8.General Provisions.

(a)Independent Contractors.The relationship between the Parties established by this Agreement is solely that of independent contractors. Nothing contained within this Agreement shall constitute Customer acting as an agent, partner or joint venturer of CLUBINK, and nothing contained herein shall grant Customer the right or authority to create any obligation of or on behalf of CLUBINK.

(b)Successors and Assigns; Assignment.This Agreement shall be binding upon and inure to the benefit of the Parties and their respective heirs, successors and assigns; provided, however, neither Party shall assign this Agreement without the prior written consent of the other Party.

(c)Survival.The terms of Section 1(d) and (e), 2, and 5 through 10 inclusive of this Agreement will survive any termination or expiration of this Agreement.

(d)Customer’s Age.Customer agrees that They/He/She are over age 18.

(e)No Third Party Beneficiaries.This Agreement is solely for the benefit of CLUBINK and Customer and their respective successors and permitted assigns.

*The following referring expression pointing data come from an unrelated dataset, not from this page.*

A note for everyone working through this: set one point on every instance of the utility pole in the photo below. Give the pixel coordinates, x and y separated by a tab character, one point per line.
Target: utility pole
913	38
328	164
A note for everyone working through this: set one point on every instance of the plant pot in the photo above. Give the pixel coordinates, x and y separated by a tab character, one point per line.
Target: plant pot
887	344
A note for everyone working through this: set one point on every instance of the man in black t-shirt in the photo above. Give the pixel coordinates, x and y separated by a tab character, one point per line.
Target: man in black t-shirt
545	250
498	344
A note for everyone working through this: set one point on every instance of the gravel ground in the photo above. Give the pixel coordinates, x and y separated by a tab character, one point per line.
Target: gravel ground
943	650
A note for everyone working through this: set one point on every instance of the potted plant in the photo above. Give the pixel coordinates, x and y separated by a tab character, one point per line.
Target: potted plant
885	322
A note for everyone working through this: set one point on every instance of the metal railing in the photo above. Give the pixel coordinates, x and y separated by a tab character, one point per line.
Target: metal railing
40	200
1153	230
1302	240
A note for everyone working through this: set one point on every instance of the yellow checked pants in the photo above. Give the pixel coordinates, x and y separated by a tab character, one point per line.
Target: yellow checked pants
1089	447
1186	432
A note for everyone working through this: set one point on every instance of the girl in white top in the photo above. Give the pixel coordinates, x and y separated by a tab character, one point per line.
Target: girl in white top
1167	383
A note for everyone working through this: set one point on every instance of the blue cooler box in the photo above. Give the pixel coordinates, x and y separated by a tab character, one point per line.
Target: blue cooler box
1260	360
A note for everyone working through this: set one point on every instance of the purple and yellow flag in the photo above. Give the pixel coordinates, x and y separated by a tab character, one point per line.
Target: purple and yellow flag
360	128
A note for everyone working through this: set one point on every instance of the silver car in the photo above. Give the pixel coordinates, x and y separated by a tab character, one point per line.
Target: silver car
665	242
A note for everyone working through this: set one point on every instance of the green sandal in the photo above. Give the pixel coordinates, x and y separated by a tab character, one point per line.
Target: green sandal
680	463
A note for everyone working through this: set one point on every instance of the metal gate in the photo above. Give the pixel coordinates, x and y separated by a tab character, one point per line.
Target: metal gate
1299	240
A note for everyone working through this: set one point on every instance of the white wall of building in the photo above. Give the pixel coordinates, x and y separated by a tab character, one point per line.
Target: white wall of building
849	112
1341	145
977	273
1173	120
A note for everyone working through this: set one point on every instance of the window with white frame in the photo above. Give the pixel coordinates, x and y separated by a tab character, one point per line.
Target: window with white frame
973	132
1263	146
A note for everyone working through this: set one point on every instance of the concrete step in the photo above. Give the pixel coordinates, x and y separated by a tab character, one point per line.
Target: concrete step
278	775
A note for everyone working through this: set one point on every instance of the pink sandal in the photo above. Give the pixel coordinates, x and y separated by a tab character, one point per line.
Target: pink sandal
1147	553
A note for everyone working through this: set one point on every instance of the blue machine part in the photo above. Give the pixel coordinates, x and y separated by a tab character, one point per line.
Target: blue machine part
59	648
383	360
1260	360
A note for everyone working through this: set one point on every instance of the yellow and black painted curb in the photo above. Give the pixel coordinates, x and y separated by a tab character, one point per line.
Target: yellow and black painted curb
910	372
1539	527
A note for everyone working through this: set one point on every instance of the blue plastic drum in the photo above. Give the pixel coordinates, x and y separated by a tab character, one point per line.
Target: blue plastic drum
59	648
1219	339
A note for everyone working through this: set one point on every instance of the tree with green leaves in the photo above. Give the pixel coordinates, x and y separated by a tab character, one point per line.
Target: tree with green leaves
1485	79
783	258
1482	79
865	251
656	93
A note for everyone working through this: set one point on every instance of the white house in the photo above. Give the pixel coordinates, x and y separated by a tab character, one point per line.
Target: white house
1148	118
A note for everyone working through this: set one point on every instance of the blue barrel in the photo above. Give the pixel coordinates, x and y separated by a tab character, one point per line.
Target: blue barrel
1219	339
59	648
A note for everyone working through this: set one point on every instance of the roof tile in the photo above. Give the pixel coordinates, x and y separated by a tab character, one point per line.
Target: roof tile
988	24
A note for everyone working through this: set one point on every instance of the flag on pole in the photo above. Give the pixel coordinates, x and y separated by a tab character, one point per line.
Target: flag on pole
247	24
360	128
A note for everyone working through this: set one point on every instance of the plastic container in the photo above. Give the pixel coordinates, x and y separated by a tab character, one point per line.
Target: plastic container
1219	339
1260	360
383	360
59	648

This Agreement shall not be deemed to confer upon or give to any other third party, including but not limited to any End-User, a remedy, claim, cause of action or other right.

(f)Non-Exclusivity.The Parties agree that this Agreement is not intended to be an exclusive arrangement for the sale of Products and nothing herein shall prevent CLUBINK for selling similar or the same Products in any other manner, including but not limited to on its own channels of distribution or through other third-parties.

(g)Entire Agreement; Amendments.This Agreement and any schedules or exhibits attached hereto and referenced herein set forth the entire agreement and understanding of the Parties with respect to the subject matter hereof, and supersedes all prior agreements, arrangements, and understandings related to the subject matter hereof. Any purchase orders and any acknowledgements or other preprinted forms or related documentation issued by either of the parties for the Orders are issued solely for administrative purposes, and all terms, conditions and obligations contained therein or on such other forms or documentation shall be deemed to have no effect with respect to the sale of Products as set forth herein. This Agreement may be amended, modified, superseded, or canceled, and any of the terms, provisions, covenants, representations, warranties, or conditions hereof may be waived, only by a written instrument executed by both Parties, or, in the case of a waiver, by the Party waiving compliance.

(h)Excusable Delay.Neither Party shall be liable for failure to perform any of its obligations during any period in which performance is delayed by any cause beyond its reasonable control, such as fire, flood, war, wind, earthquake, embargo, military authority, labor disputes, riots, sabotage, dockage, epidemics, power shortages, governmental intervention and restrictions, or other cause outside of such Party’s control, provided that the Party suffering such delay promptly notifies the other Party of such delay and uses its commercially reasonable efforts to minimize and mitigate such circumstances.

(i)Severability.Should any term, covenant, condition or provision of this Agreement be held to be invalid or unenforceable, the balance of this Agreement shall remain in full force and shall stand as if the unenforceable provision did not exist.

(j)Waiver.Failure by either Party at any time to require performance by the other Party or to claim a breach of any provision of this Agreement will not be construed as a waiver of any subsequent breach, nor affect the binding nature of this Agreement nor any part thereof, nor prejudice either Party as regards to any subsequent action.

(k)Headings.The paragraph headings of this Agreement are for reference only and shall not be considered in the interpretation of this Agreement.

IN WITNESS WHEREOF, the Parties have caused this Agreement to be executed by an authorized officer or agent, all as of the Effective Date.